È bene ricordare che allora Pola era compresa nel territorio della Zona A di Trieste, sotto amministrazione anglo-americana, ma formalmente, anche se ancora per non molto, territorio italiano e che dal 2 giugno l’Italia era una Repubblica.
65 vittime riconosciute e oltre 100 quelle imputate fanno di Vergarolla la prima e più cruenta strage italiana, per lunghi anni rimossa dalla storia, ma soprattutto dalle coscienze.
La differenza nella contabilità della morte deriva dal fatto che molti furono i disintegrati e di molti altri rimasero solo brandelli irriconoscibili.
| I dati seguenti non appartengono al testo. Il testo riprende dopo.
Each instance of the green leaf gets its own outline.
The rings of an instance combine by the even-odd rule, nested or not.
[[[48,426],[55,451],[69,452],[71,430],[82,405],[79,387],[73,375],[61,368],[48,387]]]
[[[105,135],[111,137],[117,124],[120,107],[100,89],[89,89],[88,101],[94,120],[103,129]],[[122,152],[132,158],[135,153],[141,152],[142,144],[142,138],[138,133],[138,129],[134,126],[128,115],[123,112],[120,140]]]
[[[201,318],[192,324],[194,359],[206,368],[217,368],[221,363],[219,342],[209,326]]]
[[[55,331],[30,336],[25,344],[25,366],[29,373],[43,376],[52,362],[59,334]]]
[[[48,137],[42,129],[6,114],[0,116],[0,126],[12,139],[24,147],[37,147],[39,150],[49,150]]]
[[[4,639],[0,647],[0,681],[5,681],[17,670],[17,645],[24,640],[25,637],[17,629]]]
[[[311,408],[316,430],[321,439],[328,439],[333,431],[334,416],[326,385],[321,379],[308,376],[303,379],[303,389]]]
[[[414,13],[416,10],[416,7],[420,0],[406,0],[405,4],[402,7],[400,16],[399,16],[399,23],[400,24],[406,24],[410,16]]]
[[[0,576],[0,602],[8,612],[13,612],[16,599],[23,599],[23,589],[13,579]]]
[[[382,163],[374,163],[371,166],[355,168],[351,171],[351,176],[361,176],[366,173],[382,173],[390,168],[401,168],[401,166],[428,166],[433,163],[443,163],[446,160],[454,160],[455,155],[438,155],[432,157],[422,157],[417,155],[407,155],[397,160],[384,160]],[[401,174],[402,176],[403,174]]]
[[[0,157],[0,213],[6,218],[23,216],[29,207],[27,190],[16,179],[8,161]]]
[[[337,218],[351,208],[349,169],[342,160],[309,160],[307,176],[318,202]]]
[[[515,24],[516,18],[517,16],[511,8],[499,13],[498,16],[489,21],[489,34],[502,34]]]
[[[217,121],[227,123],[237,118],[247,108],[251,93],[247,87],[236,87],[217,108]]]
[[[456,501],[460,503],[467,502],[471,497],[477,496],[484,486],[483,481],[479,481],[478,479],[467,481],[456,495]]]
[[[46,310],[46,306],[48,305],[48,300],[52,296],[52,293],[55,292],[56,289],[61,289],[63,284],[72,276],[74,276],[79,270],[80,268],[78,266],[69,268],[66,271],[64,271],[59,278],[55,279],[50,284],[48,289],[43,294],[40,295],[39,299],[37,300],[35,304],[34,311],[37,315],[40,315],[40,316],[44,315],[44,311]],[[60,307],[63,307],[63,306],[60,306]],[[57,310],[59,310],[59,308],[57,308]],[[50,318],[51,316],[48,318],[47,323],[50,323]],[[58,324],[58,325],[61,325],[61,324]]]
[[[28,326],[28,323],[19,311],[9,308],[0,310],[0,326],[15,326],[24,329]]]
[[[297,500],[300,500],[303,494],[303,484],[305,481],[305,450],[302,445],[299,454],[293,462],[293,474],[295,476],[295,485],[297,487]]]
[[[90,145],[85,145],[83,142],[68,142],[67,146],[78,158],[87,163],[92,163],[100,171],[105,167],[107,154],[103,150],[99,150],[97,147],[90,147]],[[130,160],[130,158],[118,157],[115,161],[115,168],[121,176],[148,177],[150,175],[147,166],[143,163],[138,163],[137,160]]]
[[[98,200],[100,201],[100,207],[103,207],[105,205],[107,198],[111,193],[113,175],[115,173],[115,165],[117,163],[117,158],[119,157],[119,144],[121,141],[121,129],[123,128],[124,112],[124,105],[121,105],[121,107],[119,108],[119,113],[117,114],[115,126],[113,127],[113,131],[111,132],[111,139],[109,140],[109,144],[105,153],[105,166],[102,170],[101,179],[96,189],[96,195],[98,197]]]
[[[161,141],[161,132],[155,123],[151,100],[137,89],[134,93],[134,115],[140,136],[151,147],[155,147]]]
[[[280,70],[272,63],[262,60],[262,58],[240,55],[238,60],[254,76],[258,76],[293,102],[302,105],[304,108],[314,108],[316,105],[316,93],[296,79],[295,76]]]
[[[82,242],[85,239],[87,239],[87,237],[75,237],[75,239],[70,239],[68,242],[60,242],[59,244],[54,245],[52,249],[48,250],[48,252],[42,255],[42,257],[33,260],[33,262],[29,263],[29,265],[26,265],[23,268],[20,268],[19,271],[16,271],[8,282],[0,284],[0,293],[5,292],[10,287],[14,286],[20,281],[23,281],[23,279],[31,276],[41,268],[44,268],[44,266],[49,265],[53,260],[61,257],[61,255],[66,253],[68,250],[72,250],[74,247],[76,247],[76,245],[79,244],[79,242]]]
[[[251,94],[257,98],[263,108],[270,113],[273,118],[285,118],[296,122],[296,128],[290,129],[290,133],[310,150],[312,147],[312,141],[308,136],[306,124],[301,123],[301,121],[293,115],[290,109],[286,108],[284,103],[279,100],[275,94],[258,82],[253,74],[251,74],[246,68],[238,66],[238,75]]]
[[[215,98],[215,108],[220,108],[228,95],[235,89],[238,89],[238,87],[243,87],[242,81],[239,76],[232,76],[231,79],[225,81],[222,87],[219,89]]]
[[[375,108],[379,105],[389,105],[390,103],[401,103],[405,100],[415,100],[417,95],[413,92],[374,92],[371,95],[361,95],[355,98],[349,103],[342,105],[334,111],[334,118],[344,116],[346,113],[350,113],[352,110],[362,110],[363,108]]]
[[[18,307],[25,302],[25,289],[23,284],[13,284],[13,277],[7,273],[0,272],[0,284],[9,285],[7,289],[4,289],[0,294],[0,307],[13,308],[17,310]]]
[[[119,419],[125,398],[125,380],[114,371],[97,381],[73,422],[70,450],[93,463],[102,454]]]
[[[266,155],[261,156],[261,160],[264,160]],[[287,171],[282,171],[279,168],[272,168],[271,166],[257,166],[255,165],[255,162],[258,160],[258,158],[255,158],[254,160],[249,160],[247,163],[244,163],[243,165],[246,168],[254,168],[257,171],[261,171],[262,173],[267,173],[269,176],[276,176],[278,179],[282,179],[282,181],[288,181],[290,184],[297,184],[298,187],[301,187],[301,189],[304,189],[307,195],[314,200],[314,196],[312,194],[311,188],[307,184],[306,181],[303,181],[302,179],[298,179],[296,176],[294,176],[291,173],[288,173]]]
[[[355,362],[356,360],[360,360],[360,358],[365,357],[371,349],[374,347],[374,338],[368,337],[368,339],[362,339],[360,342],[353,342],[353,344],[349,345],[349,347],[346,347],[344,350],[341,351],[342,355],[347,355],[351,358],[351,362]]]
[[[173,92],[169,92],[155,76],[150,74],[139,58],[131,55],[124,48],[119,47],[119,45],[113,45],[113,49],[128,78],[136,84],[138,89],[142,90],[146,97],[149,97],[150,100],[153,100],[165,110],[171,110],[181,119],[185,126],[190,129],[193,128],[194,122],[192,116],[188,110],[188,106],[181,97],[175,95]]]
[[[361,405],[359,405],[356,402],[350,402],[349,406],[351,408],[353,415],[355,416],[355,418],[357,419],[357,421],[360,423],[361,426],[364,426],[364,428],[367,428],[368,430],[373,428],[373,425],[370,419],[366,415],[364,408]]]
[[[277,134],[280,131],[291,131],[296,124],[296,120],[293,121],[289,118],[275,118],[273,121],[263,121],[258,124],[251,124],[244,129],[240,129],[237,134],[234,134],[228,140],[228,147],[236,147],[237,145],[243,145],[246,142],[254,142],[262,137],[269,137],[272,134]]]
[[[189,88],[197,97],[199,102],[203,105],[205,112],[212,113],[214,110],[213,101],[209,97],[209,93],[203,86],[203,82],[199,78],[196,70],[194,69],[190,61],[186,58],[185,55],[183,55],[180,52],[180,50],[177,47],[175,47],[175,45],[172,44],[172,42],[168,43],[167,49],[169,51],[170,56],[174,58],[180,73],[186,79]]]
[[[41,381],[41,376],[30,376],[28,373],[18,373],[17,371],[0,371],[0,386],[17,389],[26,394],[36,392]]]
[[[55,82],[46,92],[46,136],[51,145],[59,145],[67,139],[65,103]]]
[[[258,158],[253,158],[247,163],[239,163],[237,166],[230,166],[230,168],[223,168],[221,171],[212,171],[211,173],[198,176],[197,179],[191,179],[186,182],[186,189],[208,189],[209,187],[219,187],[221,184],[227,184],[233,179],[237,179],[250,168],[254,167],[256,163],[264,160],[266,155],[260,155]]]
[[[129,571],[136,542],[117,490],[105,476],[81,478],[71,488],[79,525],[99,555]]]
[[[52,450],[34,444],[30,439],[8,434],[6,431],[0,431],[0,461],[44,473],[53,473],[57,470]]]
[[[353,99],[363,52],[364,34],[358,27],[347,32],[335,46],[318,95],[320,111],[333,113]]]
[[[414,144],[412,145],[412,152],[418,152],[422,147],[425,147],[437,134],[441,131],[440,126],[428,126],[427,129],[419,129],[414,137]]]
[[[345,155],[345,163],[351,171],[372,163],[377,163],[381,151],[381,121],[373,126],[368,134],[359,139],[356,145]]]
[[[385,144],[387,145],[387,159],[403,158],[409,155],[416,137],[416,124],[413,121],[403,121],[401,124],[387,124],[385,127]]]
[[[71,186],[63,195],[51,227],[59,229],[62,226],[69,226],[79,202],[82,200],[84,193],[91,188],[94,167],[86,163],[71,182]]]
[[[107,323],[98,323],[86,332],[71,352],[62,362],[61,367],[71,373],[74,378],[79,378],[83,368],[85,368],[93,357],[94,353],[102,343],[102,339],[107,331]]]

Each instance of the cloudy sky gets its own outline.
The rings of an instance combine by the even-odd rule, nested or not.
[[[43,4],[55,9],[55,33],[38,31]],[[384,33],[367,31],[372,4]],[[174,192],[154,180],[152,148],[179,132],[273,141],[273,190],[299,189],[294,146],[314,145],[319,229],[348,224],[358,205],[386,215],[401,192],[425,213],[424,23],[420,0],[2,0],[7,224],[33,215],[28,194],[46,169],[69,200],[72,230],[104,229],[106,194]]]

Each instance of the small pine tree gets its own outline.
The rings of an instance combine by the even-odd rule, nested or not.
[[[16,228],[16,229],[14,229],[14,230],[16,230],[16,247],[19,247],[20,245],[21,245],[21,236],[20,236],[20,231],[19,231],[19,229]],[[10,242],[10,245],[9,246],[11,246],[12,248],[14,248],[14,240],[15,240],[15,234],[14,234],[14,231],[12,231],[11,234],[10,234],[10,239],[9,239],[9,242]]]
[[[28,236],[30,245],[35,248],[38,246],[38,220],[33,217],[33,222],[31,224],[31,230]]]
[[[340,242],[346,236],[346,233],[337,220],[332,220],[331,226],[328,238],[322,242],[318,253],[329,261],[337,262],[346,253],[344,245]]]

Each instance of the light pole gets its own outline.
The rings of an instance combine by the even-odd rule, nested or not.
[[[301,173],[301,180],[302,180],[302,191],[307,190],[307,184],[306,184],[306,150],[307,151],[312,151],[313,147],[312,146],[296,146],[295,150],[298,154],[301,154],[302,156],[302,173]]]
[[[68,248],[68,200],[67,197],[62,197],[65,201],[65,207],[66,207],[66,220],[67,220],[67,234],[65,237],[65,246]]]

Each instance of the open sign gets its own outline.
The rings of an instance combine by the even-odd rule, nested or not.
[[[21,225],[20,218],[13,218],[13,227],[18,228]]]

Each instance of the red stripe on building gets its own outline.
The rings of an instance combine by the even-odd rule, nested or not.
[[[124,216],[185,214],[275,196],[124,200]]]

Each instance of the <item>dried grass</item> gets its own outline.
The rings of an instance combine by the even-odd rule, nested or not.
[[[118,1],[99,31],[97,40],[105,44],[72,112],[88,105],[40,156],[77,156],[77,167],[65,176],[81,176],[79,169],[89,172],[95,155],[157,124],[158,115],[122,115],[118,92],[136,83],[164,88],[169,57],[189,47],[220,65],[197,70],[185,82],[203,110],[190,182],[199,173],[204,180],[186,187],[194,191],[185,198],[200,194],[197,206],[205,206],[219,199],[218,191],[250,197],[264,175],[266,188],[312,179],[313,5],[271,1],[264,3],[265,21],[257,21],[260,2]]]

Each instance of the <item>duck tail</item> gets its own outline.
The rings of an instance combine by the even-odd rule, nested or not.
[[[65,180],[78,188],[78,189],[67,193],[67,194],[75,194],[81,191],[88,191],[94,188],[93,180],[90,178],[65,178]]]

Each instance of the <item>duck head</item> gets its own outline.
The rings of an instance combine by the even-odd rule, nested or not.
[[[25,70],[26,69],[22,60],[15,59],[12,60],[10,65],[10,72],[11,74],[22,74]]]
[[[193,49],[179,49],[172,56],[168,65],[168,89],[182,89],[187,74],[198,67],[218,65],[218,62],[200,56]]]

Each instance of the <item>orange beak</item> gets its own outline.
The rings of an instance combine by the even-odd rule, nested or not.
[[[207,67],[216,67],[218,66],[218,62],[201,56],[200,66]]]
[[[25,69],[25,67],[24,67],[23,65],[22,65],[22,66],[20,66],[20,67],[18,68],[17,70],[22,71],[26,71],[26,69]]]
Tra loro tantissimi i bambini.
Geppino Micheletti
Tra i vivi, impossibile non ricordare Geppino Micheletti, chirurgo triestino di origine ebraica.
Nell’esplosione perde il fratello Alberto, la cognata e i due figli Carlo, 5 anni, e Renzo, 9 anni. Di Carlo avrà il corpo, di Renzo solo una scarpetta.
Il 18 agosto Geppino Micheletti è in servizio all’Ospedale di Pola ed è lì che iniziano a essere trasportati i feriti.
Geppino Micheletti sa che c’era anche la sua famiglia, la notizia della morte dei suoi gli arriverà presto, ma lui rimarrà per oltre 24 ore ad operare in in ospedale i feriti e i mutilati dall’esplosione.
Nel 1947 sarà insignito della medaglia d’argento al valor civile e della medaglia d’oro del comune di Pola in esilio.
La storia
Noi ci occupiamo di sport e in questa sede non spetta a noi ricostruire la storia.
Il contesto storico dentro il quale è maturata la strage di Vergarolla è noto a tutti, un contesto che culminerà con l’esodo degli Italiani dall’Istria e dalla Dalmazia, un contesto storico che nella tragedia della guerra ha visto l’ulteriore tragedia delle foibe.
Il quotidiano l’Avvenire si è occupato più volte di Vergarolla e nel 2016 ha raccolto e pubblicato una testimonianza illuminante al riguardo delle responsabilità.
Così come è illuminante il documentario L’ultima spiaggia che Rai Storia ha dedicato alla strage, con le testimonianze a dir poco commoventi dei bambini di allora.
Il futuro
Oggi, a 155 anni dalla fondazione, 75 anni dopo la strage di Vergarolla e dopo aver lasciato Pola il 21 gennaio 1947 portando con sé il guidone storico, la Società Nautica Pietas Julia, rinata il 13 giugno 1948 a Marina Nuova di Panzano vicino Monfalcone, continua a far crescere giovani atleti all’insegna dei valori dello sport.
La loro storia è storia di tutti.
La loro storia è il futuro di tutti.